Теперь мне кажется, что я поспешил. Что можно было отыскать другой выход. Что Снейп знал, не мог не знать: есть ещё варианты. Я уверен: мне не в чем его упрекнуть, он лишь пытался помочь мне, спасти меня; но это не отменяет того, что приходится переживать мне.
Этой ночью я не спал. И, право, было бы странно, если бы я сумел сомкнуть глаза после произошедшего. Стоило мне зажмуриться, и под веками вспыхивал пожар: окровавленные пальцы Снейпа, боль и жар в шее, слабость отказывающего тела. Теперь в голове густой туман, слова преподавателя проходят мимо. И, отчаявшись уловить суть, я от нечего делать принимаюсь разглядывать однокурсников. Здесь собрался весь поток – хмурые и улыбчивые, шумные и молчаливые, импульсивные и спокойные. Я знаю едва ли половину. Вот это – копна блестящих светлых волос, мечтательная улыбка – Луна Лавгуд. Самая странная девчонка в университете. Она сидит рядом с Невиллом, почти прижавшись к его плечу своим, что-то щебечет – мне не расслышать, что именно, но я вижу, как ей улыбается в ответ друг.
Так же улыбается Гермионе Рон.
Я бы хотел увидеть такую улыбку. Но – прикасаюсь к ноющей шее, отдёргиваю ладонь, полный омерзения и страха, хотя плотный шарик под кожей едва ощутим – вынуждать кого-то видеть такое… Нет. Нет. Кто захотел бы? Кто сумел бы сохранить после этого хоть крупицу тёплых чувств?

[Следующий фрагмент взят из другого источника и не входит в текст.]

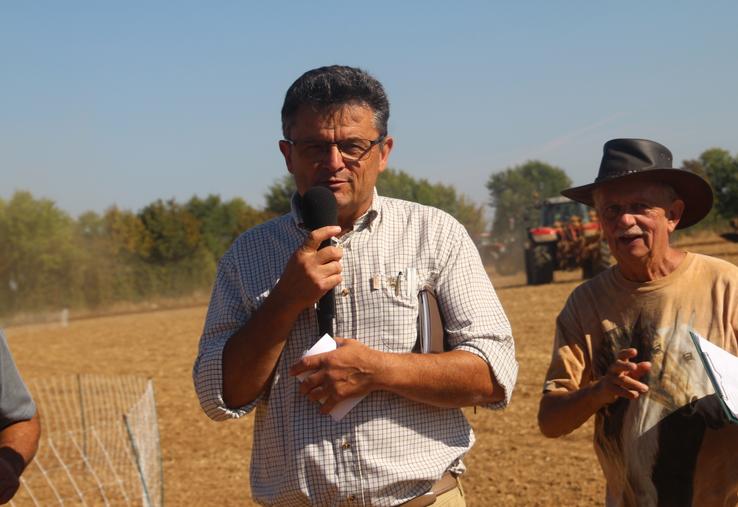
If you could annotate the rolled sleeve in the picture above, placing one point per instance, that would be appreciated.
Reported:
(229, 310)
(474, 318)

Невольно думаю о Снейпе и давлюсь горьким смехом. Интересно, что он сказал бы, если бы узнал, что я хочу его? Представляю, как искривились бы в гримасе отвращения его губы, как он протянул бы насмешливо и холодно: «Полагаю, это ваша проблема, Поттер». Как скрестил бы на груди руки – изящные руки, которые должны были принадлежать музыканту; с узкими ладонями, тонкими пальцами… низ живота обжигает. Чёрт! Судорожно свожу колени, склоняясь над партой так низко, что почти ложусь щекой на стол, заставляю себя дышать размеренно. Господи, это безумие! Мне как будто снова пятнадцать – в таком возрасте возбуждает всё, что может быть хотя бы интуитивно связано с сексом.
Секс. Какое неприятное слово.
– Ты так и не сказал, чем собираешься заняться сегодня вечером, – Рон устаёт от моего молчания и тычет меня в бок, заставляя прийти в себя. – Завтра всего одна пара, ты просто не имеешь права опять просидеть весь день дома.
– А знаешь… – решение приходит мгновенно и обжигает своей простотой. И правда, почему я должен терять целый день? У меня их, может, осталось совсем немного. Я сжимаю зубы и выдавливаю из себя улыбку. – Пожалуй, схожу в клуб. Подцеплю кого-нибудь.
Рон, уставший твердить мне, что я скоро свихнусь от одиночества, – если бы он только знал, насколько я не одинок в самом ужасном из смыслов, – секунду переваривает мой ответ, а потом довольно кивает. Я ловлю обеспокоенный взгляд Гермионы, пожимаю плечами в ответ на её немой вопрос. «Нет, ничего не произошло. Мы не поссорились». Будто можно поссориться с тем, с кем тебя связывает только обещание не позволить тебе откинуть коньки.